The announcement is available here.


Other Updates

Federal Judges Block Executive Order on Gender-Affirming Care 
On February 13th and 14th, federal judges in Baltimore and Seattle issued temporary restraining orders in separate suits against the Trump Administration over its policy restricting gender-affirming care. The suits centered on the order’s alleged violation of the Fifth and Tenth Amendments. The restraining orders will last 14 days, but can be extended, putting the EO on pause while the case proceeds. This move offers some immediate relief for providers struggling to discern the legality of such care in this landscape.
 
The Maryland order is available here, and the Washington order is available here.


New York State Updates

NYS Issues Guidance to Private and Not-for-Profit Organizations on Navigating Federal Immigration Enforcement Activities 
On February 14th, the Joint Office of the Governor and Office of the New York State (NYS) Attorney General issued guidance to private and not-for-profit organizations on navigating the recent rescission of federal protections against immigration enforcement at “sensitive locations,” which includes health care facilities and social services establishments. Given the potential for increased enforcement activity at these locations, this guidance outlines how to respond to federal immigration enforcement requests while protecting the rights of residents, clients, and staff, including distinctions between public and private areas, the handling of warrants and subpoenas, and best practices for staff training and policy development.

The State also highlighted requirements under the Health Insurance Portability and Accountability Act (HIPAA) and Mental Hygiene Law (MHL), which strictly limit the disclosure of patient information to federal immigration authorities absent appropriate legal process. OMH encourages facilities to “remain vigilant in applying these protections, particularly in response to requests for a person’s records or location inquiries (even related to questions of whether person receives services at your organization).”

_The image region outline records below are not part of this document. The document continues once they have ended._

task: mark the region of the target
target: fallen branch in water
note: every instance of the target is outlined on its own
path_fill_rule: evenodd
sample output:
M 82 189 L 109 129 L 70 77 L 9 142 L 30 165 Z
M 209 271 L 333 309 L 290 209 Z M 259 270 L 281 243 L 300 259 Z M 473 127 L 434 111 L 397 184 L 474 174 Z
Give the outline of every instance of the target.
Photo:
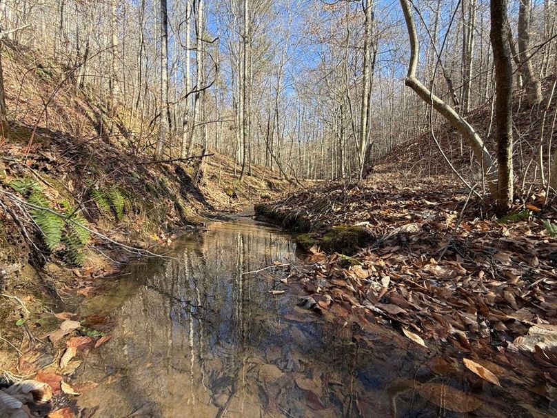
M 260 268 L 259 270 L 254 270 L 253 271 L 247 271 L 242 273 L 242 276 L 244 275 L 251 275 L 252 273 L 259 273 L 265 270 L 268 270 L 270 268 L 272 268 L 273 267 L 284 267 L 285 266 L 292 266 L 292 263 L 284 263 L 283 264 L 273 264 L 272 266 L 267 266 L 267 267 L 264 267 L 263 268 Z
M 203 155 L 194 155 L 192 157 L 188 157 L 188 158 L 172 158 L 170 159 L 161 159 L 158 161 L 145 161 L 143 163 L 136 163 L 137 166 L 145 166 L 147 164 L 162 164 L 163 163 L 173 163 L 174 161 L 188 161 L 190 159 L 195 159 L 197 158 L 205 158 L 205 157 L 211 157 L 212 155 L 214 155 L 214 152 L 212 152 L 211 154 L 203 154 Z

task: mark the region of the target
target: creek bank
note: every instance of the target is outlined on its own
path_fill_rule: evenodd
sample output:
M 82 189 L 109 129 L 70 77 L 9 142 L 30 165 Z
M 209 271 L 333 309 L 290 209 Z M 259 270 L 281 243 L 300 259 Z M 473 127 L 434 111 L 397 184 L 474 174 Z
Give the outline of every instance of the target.
M 16 141 L 0 158 L 0 388 L 46 382 L 54 387 L 51 406 L 63 410 L 72 391 L 83 388 L 61 382 L 71 381 L 80 353 L 106 344 L 112 327 L 79 316 L 79 307 L 136 258 L 164 253 L 179 236 L 251 199 L 276 197 L 287 183 L 267 173 L 265 181 L 246 176 L 239 183 L 234 162 L 220 155 L 212 157 L 219 171 L 207 164 L 195 180 L 195 161 L 155 170 L 107 144 L 74 147 L 75 139 L 45 132 L 41 139 L 26 158 L 25 141 Z M 68 335 L 49 339 L 68 324 L 74 328 Z
M 480 202 L 467 203 L 448 181 L 392 180 L 321 186 L 256 208 L 318 237 L 310 241 L 312 266 L 292 278 L 305 289 L 301 306 L 347 326 L 363 315 L 469 375 L 515 379 L 526 403 L 547 413 L 557 386 L 557 243 L 546 226 L 554 208 L 533 195 L 505 218 L 481 219 Z M 339 226 L 372 238 L 355 254 L 319 248 Z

Health care providers are reminded that they are not required to disclose protected health information (PHI) to immigration officials except under the following circumstances: 

  • A valid court order, subpoena, or search warrant – each of which must be signed by a judge – that specifically authorizes disclosure of PHI;
  • A legally executed patient authorization permitting disclosure; or
  • Another applicable legal mandate under state or federal law.

The guidance is available here. Providers are encouraged to consult with their legal counsel for any questions or further guidance on these matters.

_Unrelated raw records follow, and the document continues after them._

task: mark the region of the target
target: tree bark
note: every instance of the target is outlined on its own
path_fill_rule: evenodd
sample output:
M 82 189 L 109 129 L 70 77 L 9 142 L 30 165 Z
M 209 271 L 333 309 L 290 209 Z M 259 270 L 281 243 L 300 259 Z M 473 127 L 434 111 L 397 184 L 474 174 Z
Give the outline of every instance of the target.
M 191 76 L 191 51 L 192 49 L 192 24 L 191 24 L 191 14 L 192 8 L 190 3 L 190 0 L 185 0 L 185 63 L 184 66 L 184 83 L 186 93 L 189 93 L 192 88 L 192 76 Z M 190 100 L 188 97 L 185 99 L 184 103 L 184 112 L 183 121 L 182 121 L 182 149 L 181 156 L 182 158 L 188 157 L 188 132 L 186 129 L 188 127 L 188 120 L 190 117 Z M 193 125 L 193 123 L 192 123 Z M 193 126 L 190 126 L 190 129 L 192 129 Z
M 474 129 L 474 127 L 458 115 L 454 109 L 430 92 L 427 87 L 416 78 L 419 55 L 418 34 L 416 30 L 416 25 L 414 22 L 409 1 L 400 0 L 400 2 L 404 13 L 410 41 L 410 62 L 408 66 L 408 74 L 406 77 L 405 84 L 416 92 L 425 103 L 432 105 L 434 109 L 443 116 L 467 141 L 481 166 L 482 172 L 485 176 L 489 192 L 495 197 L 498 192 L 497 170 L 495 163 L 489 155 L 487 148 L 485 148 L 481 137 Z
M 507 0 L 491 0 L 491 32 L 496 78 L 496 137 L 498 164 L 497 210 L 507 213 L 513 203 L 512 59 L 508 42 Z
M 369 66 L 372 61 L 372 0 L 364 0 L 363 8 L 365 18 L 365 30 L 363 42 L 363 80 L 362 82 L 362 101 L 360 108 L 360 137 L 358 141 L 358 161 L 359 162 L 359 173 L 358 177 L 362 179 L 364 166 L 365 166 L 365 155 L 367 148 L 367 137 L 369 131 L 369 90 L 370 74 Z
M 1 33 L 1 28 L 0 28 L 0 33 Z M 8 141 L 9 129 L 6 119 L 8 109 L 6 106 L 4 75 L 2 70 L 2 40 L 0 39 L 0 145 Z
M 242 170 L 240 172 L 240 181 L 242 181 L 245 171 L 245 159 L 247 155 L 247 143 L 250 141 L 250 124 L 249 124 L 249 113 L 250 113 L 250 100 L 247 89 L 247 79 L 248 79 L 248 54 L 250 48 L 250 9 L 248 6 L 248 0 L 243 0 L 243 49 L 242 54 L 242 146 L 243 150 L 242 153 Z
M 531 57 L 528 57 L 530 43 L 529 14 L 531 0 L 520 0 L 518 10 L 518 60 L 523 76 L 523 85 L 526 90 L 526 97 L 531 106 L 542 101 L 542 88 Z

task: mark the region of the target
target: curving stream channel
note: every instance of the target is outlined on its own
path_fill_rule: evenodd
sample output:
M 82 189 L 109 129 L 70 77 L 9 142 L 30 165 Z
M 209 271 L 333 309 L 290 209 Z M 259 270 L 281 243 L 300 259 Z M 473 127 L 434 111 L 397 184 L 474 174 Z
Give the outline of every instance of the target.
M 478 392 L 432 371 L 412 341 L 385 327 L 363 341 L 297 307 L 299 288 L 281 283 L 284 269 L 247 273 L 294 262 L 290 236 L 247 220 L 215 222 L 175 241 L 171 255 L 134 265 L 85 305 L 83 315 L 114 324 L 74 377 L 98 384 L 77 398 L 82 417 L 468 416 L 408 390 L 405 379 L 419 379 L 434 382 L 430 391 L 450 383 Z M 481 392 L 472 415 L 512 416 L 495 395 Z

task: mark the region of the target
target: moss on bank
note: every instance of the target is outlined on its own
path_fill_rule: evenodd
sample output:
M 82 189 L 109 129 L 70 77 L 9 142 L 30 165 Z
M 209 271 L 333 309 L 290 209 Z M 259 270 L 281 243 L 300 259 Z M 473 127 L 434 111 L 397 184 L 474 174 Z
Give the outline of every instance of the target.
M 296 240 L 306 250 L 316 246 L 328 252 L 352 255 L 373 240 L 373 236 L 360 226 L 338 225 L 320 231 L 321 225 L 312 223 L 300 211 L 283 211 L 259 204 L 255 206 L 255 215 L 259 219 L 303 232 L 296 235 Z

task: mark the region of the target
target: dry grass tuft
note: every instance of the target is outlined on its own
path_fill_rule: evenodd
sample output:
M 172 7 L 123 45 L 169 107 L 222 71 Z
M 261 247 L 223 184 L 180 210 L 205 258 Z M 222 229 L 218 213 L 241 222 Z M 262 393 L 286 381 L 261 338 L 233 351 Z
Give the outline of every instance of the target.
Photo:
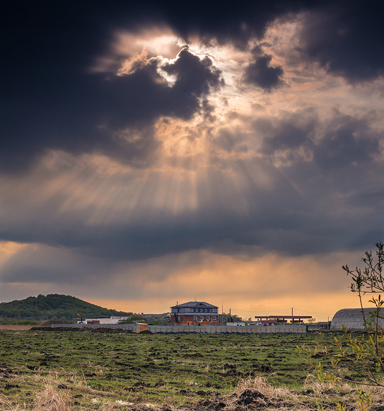
M 43 393 L 36 397 L 36 411 L 68 411 L 72 408 L 72 396 L 61 390 L 57 390 L 51 384 L 47 384 Z
M 267 382 L 264 377 L 258 376 L 253 380 L 243 380 L 239 381 L 236 388 L 236 393 L 241 394 L 246 389 L 257 390 L 259 393 L 269 398 L 281 398 L 291 394 L 290 390 L 282 388 L 275 388 Z

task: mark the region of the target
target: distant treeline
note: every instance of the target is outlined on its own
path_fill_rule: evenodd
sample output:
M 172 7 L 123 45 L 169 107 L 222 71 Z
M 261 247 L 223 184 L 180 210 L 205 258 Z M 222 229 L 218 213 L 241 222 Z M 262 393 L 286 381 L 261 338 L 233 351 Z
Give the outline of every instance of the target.
M 83 318 L 99 316 L 130 315 L 132 312 L 108 310 L 71 295 L 39 294 L 25 300 L 0 303 L 0 321 L 34 320 L 38 321 L 57 319 L 72 320 L 79 314 Z

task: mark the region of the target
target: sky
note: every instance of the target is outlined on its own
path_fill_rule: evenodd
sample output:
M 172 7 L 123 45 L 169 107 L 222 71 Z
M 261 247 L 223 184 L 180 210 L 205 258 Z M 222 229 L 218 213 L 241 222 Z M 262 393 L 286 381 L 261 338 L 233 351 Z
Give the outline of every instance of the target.
M 10 5 L 0 301 L 358 307 L 341 266 L 384 240 L 376 4 Z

DOH Issues Guidance to Hospitals on Gender Affirming Care
On February 18th, the NYS Department of Health (DOH) issued guidance to hospital administrators on continuity of care following recent presidential executive orders (EO 14168 and EO 14187) that limit or pause funding for gender affirming care. Federal courts have temporarily blocked enforcement of the executive orders, including preventing federal agencies from withholding, freezing, or pausing funds to providers offering gender affirming care. As the legal developments continue to unfold, the State is reminding providers that New York law bans discrimination based on sexual orientation, gender identity, or expression. Further, hospitals and diagnostic and treatment centers “must ensure equitable treatment and continuity of care for patients whose care is discontinued or paused.” Providers are also encouraged to consult with legal counsel on the status of the ongoing litigation regarding federal actions.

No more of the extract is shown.